Ya got my connection, its great! de only prob is that its not available everywhere.


----------



## ankushkool (Mar 29, 2010)

The connection is ok, got 300kbps unlimited for 600pm. But my torrent speed is around 15-20 kbps


----------



## cyberjunkie (Apr 1, 2010)

You should be getting around 30kB/s. Run a www.speedtest.net test run to check the speed. Also make sure you're getting no packet loss on the connection.


----------



## ankushkool (Apr 5, 2010)

was gettin really low speeds for past few days... plus frequent disconnection. right now everythin in fine! <fingers crossed>

*www.speedtest.net/result/771842225.png


----------



## ankushkool (Apr 5, 2010)

again 

*www.speedtest.net/result/771977660.png

---------- Post added at 11:42 AM ---------- Previous post was at 11:15 AM ----------

*www.speedtest.net/result/771991177.png


----------



## INS-ANI (May 6, 2010)

I m using it.. and would recommend it to no one.. its ****.. they have poorly trained tech support team, inadequate workforce.. a complaint lodged today will probably be responded after 15 days...
make your choice!


----------



## mcwintek (Jun 5, 2010)

I just want to say one line from my experience of Tikona Internet  connection - It is better to not have Internet connection  than having a  Tikona Internet connection.


----------



## dheeraj_kumar (Jun 20, 2010)

+1 to above post, I had it and hated it, the antenna was right above my flat, and still the signal strength was only 17%  I requested disconnection, but they didn't take any action. They called the next month to remind me to pay the bill. 

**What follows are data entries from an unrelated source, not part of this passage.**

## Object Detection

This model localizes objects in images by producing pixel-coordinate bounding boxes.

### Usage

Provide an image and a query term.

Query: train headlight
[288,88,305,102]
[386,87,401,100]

The poor unsuspecting bill collector went back to his office with money, a motherload of CAT5 cable, and a NanoStation2


----------



## ankushkool (Jun 22, 2010)

was facing the same issue... but after months of complaining got a nano station installed n now am getting really good download speeds 30-40 (have 300kbps unlimited) so am happy right now... they even charged me half for last two months so nothing 2 complain right now


----------



## doomgiver (Oct 20, 2011)

lol, the "happy/joyful" pr rep is here too!!!
someone ban him before he finds the men's stall!!!


----------